No lo dudamos ni un instante, nos colgamos con todas nuestras fuerzas de su zarrapastrosa chaqueta, tratando de impedirle que lanzara el saco, con los gatos dentro, al río. Comenzamos a gritarle al tiempo que nos agarrábamos a su cuerpo. Pero aquello fue en vano, porque aquel enclenque logró, con inusitada fuerza, lanzar el saco al vacío, que acabaría estrellándose contra las rocas que emergían en la orilla.

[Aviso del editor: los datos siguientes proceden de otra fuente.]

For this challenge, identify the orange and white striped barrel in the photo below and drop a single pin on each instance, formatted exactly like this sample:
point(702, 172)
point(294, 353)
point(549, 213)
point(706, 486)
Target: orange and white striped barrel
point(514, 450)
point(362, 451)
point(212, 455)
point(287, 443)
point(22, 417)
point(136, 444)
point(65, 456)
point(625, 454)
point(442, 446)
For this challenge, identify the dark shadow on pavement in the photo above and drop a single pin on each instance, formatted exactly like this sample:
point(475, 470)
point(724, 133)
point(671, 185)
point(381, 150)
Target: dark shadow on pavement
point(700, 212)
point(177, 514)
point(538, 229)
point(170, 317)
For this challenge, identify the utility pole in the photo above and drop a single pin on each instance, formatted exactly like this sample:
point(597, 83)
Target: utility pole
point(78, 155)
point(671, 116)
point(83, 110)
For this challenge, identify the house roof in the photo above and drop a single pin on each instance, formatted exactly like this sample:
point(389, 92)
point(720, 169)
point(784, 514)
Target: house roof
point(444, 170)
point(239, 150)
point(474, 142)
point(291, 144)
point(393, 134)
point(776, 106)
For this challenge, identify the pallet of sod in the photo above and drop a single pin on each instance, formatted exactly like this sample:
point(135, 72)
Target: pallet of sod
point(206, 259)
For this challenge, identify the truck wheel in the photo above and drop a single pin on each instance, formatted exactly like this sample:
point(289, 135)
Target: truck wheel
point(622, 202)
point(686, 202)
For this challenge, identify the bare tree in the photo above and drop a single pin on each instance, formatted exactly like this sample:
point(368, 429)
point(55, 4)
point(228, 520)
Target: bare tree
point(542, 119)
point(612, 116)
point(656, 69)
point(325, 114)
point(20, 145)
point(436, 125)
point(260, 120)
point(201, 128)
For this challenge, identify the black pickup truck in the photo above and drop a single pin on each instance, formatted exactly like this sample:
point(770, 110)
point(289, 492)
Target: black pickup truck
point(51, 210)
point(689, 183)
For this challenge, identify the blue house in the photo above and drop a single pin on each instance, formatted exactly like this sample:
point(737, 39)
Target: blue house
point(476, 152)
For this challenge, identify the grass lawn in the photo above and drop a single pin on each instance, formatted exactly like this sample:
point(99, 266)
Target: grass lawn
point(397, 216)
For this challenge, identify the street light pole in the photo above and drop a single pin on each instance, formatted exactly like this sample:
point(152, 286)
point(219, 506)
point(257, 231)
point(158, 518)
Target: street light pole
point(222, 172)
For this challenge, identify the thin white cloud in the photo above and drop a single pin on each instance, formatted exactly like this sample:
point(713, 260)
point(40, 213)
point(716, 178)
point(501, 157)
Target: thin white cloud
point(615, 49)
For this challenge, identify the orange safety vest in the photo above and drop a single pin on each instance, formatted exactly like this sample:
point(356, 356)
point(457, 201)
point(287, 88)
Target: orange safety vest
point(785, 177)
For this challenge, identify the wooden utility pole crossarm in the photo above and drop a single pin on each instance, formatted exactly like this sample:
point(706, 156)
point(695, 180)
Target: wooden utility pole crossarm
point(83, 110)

Lo miramos con rabia, incluso con lágrimas en los ojos. No lograba entender la actitud de aquel ser despreciable, que se había quedado tan ancho diciendo, con una frialdad espantosa: «Ya hay demasiados gatos en el pueblo».

Impresionados por acto de barbarie, algunos procuramos convertirnos acaso en héroes salvadores, en heroínas, pero desafortunadamente no logramos salvar a ningún animal. Cuando llegamos a la orilla del río pudimos comprobar, con nuestros propios ojos, que algunos habían muerto a resultas del impacto y otros habían desaparecido, los había llevado la corriente del agua.

Regresamos a nuestras casas, todos en silencio, con el alma encogida. No lograba entender por qué la vida de unos animales, que ningún mal habían causado a nadie, se había truncado de repente por la perversa actuación de un borracho cruel, desalmado.

En medio de aquellos pensamientos, vi a la madre de los gatines. Parecía un tigre, con sus manchas blancas, negras y cobrizas, maullando como si estuviera fuera de sí misma. Buscando con desesperación a sus cachorros.

Entonces, comprendí que una madre llorando a sus hijos no tiene raza ni color. Ni especie animal.


Relato del Taller de composición que imparte Manuel Cuenya en la Universidad de León.